Zuerst war es ein Blutdrucksenker aus der Gruppe der Sartane, der in größerem Stil und über Monate auf dem deutschen Arzneimittelmarkt nicht mehr erhältlich war. Inzwischen sind – neben Valsartan – beim Bundesinstitut für Arzneimittel und Medizinprodukte (BfArM) 239 Meldungen über Lieferengpässe gelistet, darunter auch Lieferengpässe für lebenswichtige Zytostatika.

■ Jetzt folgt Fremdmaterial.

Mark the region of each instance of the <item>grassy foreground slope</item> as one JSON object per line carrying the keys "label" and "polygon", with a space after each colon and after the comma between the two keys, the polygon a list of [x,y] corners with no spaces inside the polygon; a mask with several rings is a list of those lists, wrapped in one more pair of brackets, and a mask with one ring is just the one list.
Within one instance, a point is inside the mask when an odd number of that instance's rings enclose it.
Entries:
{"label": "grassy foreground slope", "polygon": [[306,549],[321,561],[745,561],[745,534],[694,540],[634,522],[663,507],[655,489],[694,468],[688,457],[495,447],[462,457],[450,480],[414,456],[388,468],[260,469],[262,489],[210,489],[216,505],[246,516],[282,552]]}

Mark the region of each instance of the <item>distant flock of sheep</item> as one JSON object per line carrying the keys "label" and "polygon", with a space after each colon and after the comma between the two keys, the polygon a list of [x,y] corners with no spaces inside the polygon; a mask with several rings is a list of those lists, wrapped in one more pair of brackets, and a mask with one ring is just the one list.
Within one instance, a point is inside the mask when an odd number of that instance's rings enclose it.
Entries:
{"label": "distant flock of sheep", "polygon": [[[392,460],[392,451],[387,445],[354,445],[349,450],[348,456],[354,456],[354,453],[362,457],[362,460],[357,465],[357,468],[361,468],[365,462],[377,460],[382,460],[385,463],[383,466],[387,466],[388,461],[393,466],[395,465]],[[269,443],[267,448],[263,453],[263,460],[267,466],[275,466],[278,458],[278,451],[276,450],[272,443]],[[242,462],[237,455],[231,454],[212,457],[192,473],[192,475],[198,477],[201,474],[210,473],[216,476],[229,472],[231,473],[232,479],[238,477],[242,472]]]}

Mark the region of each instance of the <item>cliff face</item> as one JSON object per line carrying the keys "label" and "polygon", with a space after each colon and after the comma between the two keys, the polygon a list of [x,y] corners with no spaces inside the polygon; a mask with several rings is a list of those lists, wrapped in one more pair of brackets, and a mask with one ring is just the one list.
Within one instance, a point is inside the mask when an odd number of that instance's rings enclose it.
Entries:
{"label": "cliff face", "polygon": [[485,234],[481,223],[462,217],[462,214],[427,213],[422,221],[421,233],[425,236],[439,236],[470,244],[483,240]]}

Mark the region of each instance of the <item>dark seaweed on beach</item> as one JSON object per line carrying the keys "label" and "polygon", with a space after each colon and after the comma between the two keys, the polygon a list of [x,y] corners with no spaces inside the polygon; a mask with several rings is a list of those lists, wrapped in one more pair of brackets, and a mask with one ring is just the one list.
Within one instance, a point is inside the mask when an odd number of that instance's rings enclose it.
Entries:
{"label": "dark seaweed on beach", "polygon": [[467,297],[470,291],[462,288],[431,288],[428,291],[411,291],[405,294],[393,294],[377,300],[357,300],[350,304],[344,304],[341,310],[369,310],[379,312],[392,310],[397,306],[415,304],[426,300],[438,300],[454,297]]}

„Ausreichend, zweckmäßig und wirtschaftlich“ soll laut Sozialgesetzbuch V die Versorgung im deutschen Gesundheitswesen erfolgen. Über „zweckmäßig und wirtschaftlich“ wird diskutiert, von „ausreichend“ kann angesichts der Mängel inzwischen nicht mehr umfassend die Rede sein. Die Bundesärztekammer (BÄK) hat deshalb an den Gesetzgeber appelliert, durch „eine nationale Arzneimittelreserve für versorgungsrelevante Medikamente“ Abhilfe zu schaffen. Die Gesundheitspolitiker der Union haben diese Aufforderung in ein Positionspapier der Unionsfraktion aufgenommen.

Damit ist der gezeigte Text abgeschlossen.